Trump is widely expected to enact pro-growth policies aimed at stimulating the economy, while sentiment for global growth has also picked up.

However, the rise in blue-chip indices in developed markets has caused some concern over whether current valuations are sustainable, as illustrated by the chart below.

Equity markets valuation

 

Source BofA Merrill Lynch

An overall total of 200 panellists with combined assets under management of $592bn participated in the survey between 10 and 16 March 2017.

Unsurprisingly, US equities have been judged as the most overvalued by global managers, with the S&P 500 index up by 16.29 per cent in dollar terms.

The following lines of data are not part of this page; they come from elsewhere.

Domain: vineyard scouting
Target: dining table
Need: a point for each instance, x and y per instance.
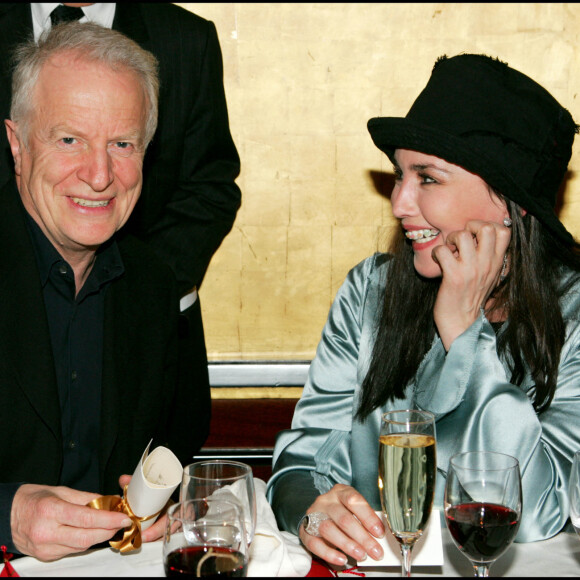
(558, 556)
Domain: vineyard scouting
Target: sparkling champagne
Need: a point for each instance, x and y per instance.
(407, 470)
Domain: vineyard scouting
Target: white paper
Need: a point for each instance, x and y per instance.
(153, 482)
(427, 551)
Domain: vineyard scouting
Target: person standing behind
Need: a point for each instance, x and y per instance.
(88, 314)
(189, 199)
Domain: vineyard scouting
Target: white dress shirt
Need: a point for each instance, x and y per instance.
(101, 12)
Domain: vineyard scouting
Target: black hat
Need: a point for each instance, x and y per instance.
(480, 114)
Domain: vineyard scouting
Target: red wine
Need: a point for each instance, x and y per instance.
(205, 561)
(482, 531)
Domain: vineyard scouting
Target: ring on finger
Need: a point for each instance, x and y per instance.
(312, 522)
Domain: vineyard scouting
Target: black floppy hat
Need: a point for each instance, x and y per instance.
(490, 119)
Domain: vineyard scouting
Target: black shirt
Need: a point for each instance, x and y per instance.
(76, 331)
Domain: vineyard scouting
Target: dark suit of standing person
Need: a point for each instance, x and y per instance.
(189, 199)
(89, 315)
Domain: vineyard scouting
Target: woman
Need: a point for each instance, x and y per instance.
(474, 315)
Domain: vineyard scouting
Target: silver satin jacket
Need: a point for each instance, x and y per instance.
(467, 389)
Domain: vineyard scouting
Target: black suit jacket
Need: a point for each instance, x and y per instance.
(189, 199)
(140, 396)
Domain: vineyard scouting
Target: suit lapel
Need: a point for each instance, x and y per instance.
(25, 347)
(116, 358)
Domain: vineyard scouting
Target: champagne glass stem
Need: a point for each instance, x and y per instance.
(406, 552)
(481, 570)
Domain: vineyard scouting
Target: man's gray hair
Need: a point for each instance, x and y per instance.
(91, 42)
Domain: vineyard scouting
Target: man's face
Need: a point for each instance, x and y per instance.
(80, 172)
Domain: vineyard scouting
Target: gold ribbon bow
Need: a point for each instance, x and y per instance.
(131, 539)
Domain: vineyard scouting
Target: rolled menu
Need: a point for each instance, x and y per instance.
(153, 482)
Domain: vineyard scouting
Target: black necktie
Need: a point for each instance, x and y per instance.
(64, 13)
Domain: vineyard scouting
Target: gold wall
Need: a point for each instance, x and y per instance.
(301, 81)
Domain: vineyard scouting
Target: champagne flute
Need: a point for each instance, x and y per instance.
(483, 505)
(205, 538)
(222, 478)
(575, 492)
(407, 471)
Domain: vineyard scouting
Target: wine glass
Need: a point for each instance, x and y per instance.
(575, 492)
(407, 471)
(483, 505)
(205, 538)
(222, 478)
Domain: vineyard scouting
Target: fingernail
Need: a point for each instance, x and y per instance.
(341, 560)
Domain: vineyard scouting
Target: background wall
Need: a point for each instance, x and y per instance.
(301, 81)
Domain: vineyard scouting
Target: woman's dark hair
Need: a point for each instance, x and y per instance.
(534, 332)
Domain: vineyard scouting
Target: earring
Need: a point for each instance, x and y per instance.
(503, 275)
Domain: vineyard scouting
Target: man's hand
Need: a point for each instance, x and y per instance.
(51, 522)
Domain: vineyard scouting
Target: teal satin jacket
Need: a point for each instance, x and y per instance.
(468, 390)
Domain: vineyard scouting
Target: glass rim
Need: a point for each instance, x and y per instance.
(428, 417)
(177, 505)
(463, 454)
(247, 469)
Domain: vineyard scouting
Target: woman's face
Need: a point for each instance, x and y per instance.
(433, 198)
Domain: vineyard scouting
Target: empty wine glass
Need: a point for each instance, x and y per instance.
(575, 492)
(483, 505)
(205, 538)
(407, 472)
(222, 478)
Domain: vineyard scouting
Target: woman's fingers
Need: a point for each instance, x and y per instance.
(348, 529)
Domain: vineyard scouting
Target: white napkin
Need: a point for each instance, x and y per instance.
(274, 553)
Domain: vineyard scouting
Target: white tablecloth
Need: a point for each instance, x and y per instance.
(557, 557)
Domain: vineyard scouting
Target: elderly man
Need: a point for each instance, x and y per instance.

A net 81 per cent of respondents said the US region was overvalued with a net 32 per cent of fund managers believing the US dollar was also overvalued, the highest level since 2006.

Indeed, concerns about overvalued US equities has prompted a rotation out of US equities, the biggest positioning change by fund managers in March.

The rotation out of US equities has seen an accompanying shift into emerging markets, one of the areas identified by a net 44 per cent of managers as the most undervalued region for equities.

The survey also revealed a rotation into Europe after a net 23 per cent of fund managers thought eurozone equities were undervalued.

Other abandoned by managers in March included the energy sector, bonds and the UK.


Michael Hartnett, chief investment strategist at BofA Merrill Lynch, said: “Investor positioning argues for a risk rally pause in March/April, with allocation to equities at a two-year high and bond allocation at a three-year low.

“Policy is the key catalyst for the Icarus trade to fly higher in the coming months.”

Ronan Carr, European equity strategist at the bank, added: “Investors are positive on European macro and see more value in equities than in the US, but there is a risk of complacency on French elections.”

As the eight-year equity bull market has extended into March, manager opinion over the biggest threat also changed.

In February, protectionist policies had been the main source of concern to fund managers. However, that had subsided in March with 36 per cent highlighting higher interest rates as the most likely catalyst to end the bull run. Concerns over weaker earnings were also higher in March than in February.

As the threat of protectionist policies receded, so too did the number of fund managers regarding a trade war as the biggest tail risk to markets, dropping from over 30 per cent to 20 per cent.

The biggest tail risk for markets remain European elections raising disintegration risk, highlighted by a third of managers. A crash in global bond markets was the biggest tail risk for 18 per cent of respondents.

The inauguration of Trump earlier this year has raised expectations for the new president to enact a number of the policies floated during the election campaign.

One of the key policies anticipated by US markets was the promise of tax reform, providing a boost for US firms.

Trump had earlier in the year said reform would likely come before the end of 2017, which managers have already begun anticipating as the below chart shows.

How soon do you expect tax reform to be passed in the US?

 

Source BofA Merrill Lynch

However, difficulties in passing a health bill through the Republican-controlled House of Representatives has raised questions over whether he will be able to secure backing for the tax cuts.


While markets have already begun to price in the president’s pro-growth and pro-inflation policies, managers have begun to anticipate how the Federal Reserve might act to prevent inflation from running to high.

A 25 basis point increase was announced earlier in March, with two or three expected later in the year.

The survey revealed that 30 per cent of fund manager respondents expect the rate tightening cycle to end with a Fed funds rate of between 2.05-2.5 per cent. A further 27 per cent believe that it will end at between 2.55-3 per cent.

Elsewhere, expectations for Chinese growth have jumped to 11 per cent, the highest level since September 2013.

How do you think the Chinese real economy will evolve over the next 1yr?

 

Source BofA Merrill Lynch

Expectations for faster global growth expectations remaining high among fund managers at a net 58 per cent, although slightly down from a net 59 per cent in February.